To explore how genetic variation in other NRF2 pathway genes might contribute to smoking-induced lung cancer disease susceptibility, we tested the association of many genotypes with both expression and/or group phenotype. We observed possible cis
-acting effects for putative regulatory SNPs on genes affected by cigarette smoking and these could impact susceptibility of the airway to smoking-related diseases through various mechanisms, including metabolism of carcinogens. For example, members of the aldo-keto reductase (AKR) superfamily, AKR1C1, AKR1C2, and AKR1C3, catalyze the conversion of aldehydes and ketones to their corresponding alcohols by utilizing NADH and/or NADPH as cofactors. Polymorphisms of AKR1C3 have been implicated in susceptibility to various types of cancer, including lung cancer 
. Microsomal epoxide hydrolase 1 (EPHX1) plays an important role in both the activation and detoxification of tobacco-derived carcinogens.
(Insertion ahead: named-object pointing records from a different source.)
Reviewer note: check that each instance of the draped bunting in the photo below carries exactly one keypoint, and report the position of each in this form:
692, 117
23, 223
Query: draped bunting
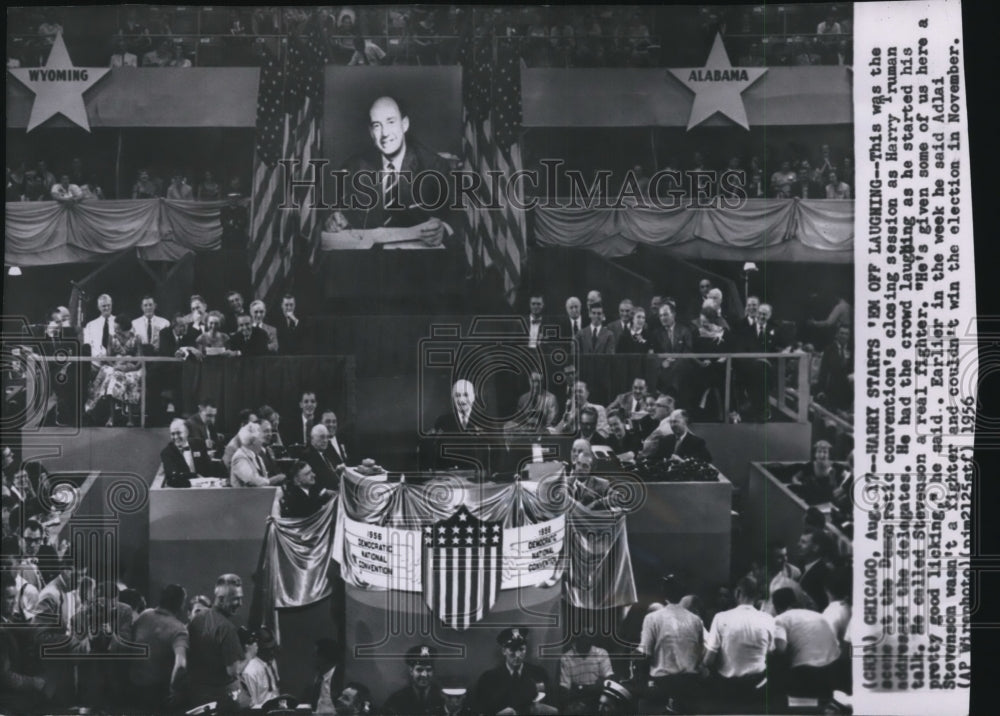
298, 561
49, 232
821, 228
595, 550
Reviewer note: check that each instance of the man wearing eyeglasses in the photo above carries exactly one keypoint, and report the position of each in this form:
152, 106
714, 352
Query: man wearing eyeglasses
215, 653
Polymorphisms at exons 3 and 4 of the EPHX1 gene have been associated with variation in EPHX1 activity and a low-activity genotype of EPHX1 gene was associated with decreased risk of lung cancer among whites 
. While the associations we found in this hypothesis-generating study were modest and need to be confirmed by follow-up in larger studies, we suggest that this approach may prove useful for identifying functional SNPs that contributing to a phenotype via an impact on gene expression.
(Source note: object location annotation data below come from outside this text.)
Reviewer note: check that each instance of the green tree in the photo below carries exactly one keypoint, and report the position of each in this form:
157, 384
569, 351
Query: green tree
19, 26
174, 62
Disease-association studies, both candidate gene-based and genome-wide association studies (GWAS), have identified genetic variants that associate with both monogenic and complex diseases like lung cancer. Recently several genomic regions that may affect nicotine metabolism or dependency in lung cancer patients were identified by GWAS with very high statistical significance 
. Presumably individuals with these genetic traits may use more tobacco and receive higher doses of the carcinogenic compounds in cigarette smoke. However, while the variants identified in the lung cancer GWAS studies, and in many other GWAS, point to potentially important loci, the functional relationship between the SNP and a molecular genetic mechanism to explain the biological phenotype is not apparent. Thus, understanding the molecular genetic basis of human phenotypic variation still remains a major challenge for genetics.
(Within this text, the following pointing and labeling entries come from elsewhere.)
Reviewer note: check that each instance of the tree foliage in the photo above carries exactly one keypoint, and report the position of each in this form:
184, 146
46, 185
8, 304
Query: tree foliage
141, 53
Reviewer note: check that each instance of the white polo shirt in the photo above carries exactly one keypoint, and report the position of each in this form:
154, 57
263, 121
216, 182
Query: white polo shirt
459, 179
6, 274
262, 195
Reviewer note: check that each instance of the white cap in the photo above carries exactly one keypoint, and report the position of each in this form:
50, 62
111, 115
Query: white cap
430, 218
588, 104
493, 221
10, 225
The approach we have used integrates information about gene expression in target tissue, variation in transcription factor binding sites and genotype frequency among cancer status groups in order to identify biologically-plausible functional polymorphisms. It could be generally useful for identifying SNPs that contribute to disease risk through their impact on gene expression. While the present study is limited by statistical power, applying this method to larger studies of exposed-tissue samples from clinically characterized patients may reveal useful expression-based and/or genetic biomarkers and provide a basis for prevention efforts.